В этом отрывке все замечательно. Образ депутата Глазова (судя по его другим выступлениям, происходившего из родового дворянства) с его бессвязной речью, смысл которой, однако, был ясен: ненависть и презрение к крестьянам, неистовое негодование по поводу того, что здесь, в Комиссии Уложения, его, дворянина, уравняли в правах с крестьянскими депутатами (отсюда требование – отнять у них золотой депутатский знак – а знак висел у крестьян, как и у дворян, в петлице на золотой цепочке – и депутатскую неприкосновенность).
Замечательно и поведение Бибикова, который прервал речь Глазова, сочтя ее исполненной «непристойностями»; еще важнее то, что он не только осудил Глазова, но и защитил крестьянских депутатов, заявив, что они-то как раз «верны истине», то есть правы, и доказали тем самым, что люди, состоящие «в последнем чине», могут думать благородно (Бибиков сказал это задолго до Карамзина, поразившего дворянское общество своим «и крестьянки любить умеют»); противопоставляя Глазова крестьянским депутатам, маршал Комиссии показывал, что «неблагородные» могут быть благородны; и, наоборот, благородные могут вести себя неблагородно – позиция чисто просветительская.

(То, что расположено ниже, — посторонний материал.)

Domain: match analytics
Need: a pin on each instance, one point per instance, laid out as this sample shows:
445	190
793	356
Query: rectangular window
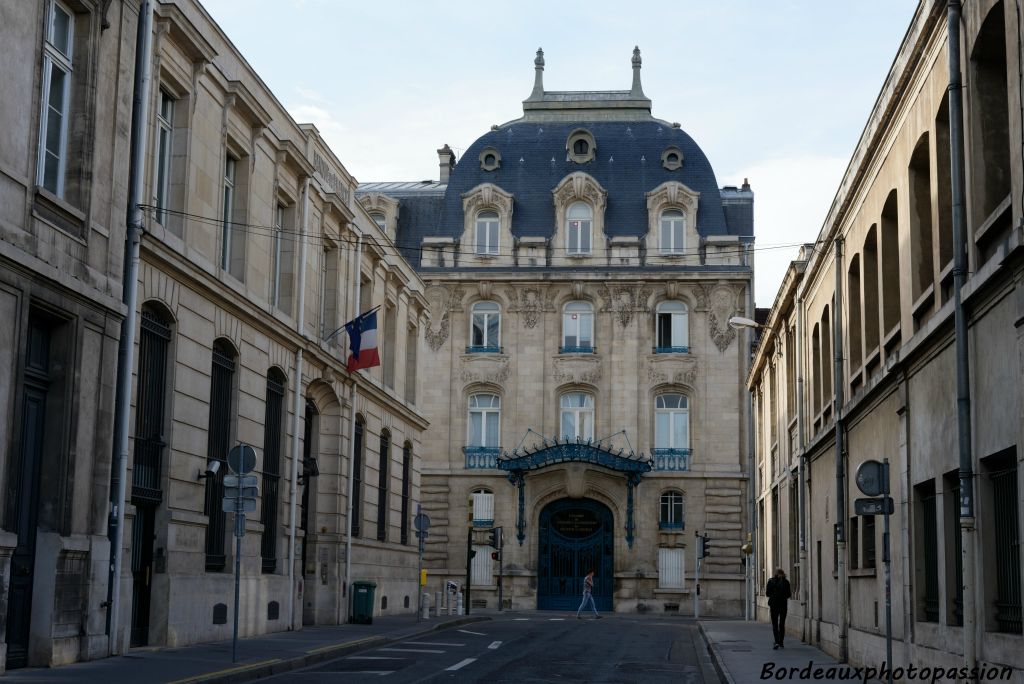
671	564
483	509
228	208
57	70
162	172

Так отчего же, слушая Глазова, зашумело Большое собрание Комиссии? В дневной записи сказано, что его выступлению «свойственно было произвести смех, соблазн и негодование, что и совершилось; но маршал остановил чтение на 9 странице, зане в собрании надлежащее благочиние могло бы совсем быть нарушено». «Смех, соблазн и негодование» – это значит, что реакция депутатов была резко различной, смех мог выражать и возмущение, и поощрение – чего было тут больше? А «соблазн» и «негодование» противостоят друг другу, ясно, что кто-то был и на стороне Глазова – сколько было таких?
Бибиков напомнил депутатам, что столь оскорбительное выступление резко противоречит XV статье обряда: если один депутат оскорбит в собрании другого, он должен понести наказание в виде штрафа и может быть временно или навсегда исключен из числа депутатов. Маршал опрашивал, что думают по этому поводу депутаты.

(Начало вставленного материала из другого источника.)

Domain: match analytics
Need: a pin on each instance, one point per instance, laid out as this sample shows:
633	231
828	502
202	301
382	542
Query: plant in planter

Комиссия явно думала по-разному, но решение ее было едино. Если поведение Бибикова в ходе собрания выражало его собственную точку зрения, то решение Комиссии было несомненно согласовано с Екатериной. Вот оно:
«Комиссия о сочинении проекта нового Уложения, выслушав большую часть возражения (на самом деле не большую – в рукописи Глазова было 23 страницы, Бибиков прервал его на 9-й. – О. Ч.) депутата обоянского от дворянства Мих. Глазова на голос депутата елецкого от однодворцев Мих. Давыдова, рассудила, что сиё возражение, язвительными словами и бранью преисполненное, нарушает все обществом принятые правила благочиния и справедливости, ибо не токмо в оном сказано; что депутат Давыдов имеет гордыню, что он мыслил превратно, но и то без малейшей причины упомянуто, что всем черносошным депутатам почаще подлежит вынимать из карманов зерцало, по которому вразумляется, что их поведение небеспорочно (из этого текста нетрудно заключить, что Глазов примерно так кричал крестьянам: «Да вы в зеркало на себя посмотрите, каковы рожи!» – О. Ч.); наконец депутат обоянский осмеливается предписывать строжайшее наказание, когда он судить не имеет права: каргопольский наказ предает огню (это значит, требует, чтобы его сожгли. – О. Ч.), того же уезда депутата (которого беспристрастный поступок вящей похвалы достоин) желает лишить депутатского знака и всех депутатских выгод». Постановлено: взять с него пять рублей пени да к тому же потребовать от него, чтобы он при всем собрании просил у обиженных прощения.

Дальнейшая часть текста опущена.